Remember, a project in the context of the RDTI is simply a way to group similar eligible activities together, then track expenditure against them.
The project name on your application, therefore, does not need to reflect an actual project in real life.
Different ways to structure your project
In many instances, your project is likely to represent a subset of activities from a broader commercial project you’re doing.
Or if you’re doing multiple projects that share a set of common core activities, you may choose to make each core activity a project, and lodge a separate application for each.
Remember that the activities that make up a project in the RDTI context are activities that are focused on resolving your scientific or technological uncertainty.
What if I’m a start-up with a single, overarching focus?
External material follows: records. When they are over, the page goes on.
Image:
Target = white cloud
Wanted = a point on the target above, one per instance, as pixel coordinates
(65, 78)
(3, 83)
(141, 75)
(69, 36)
If you’re a start-up and everything you do is directed towards one purpose, the term project may not be that meaningful for you.
In this scenario, you may decide to create an overall ‘project’ name and list all your eligible activities under that heading.
Alternatively, you may choose to create a separate ‘project’ for each core R&D activity.
How you structure your project is up to you
There are no rules around how you configure eligible activities on your application.
As long as there’s a logical connection, and you don’t ‘double up’ by claiming for activities already claimed for under another project, it’s entirely up to you.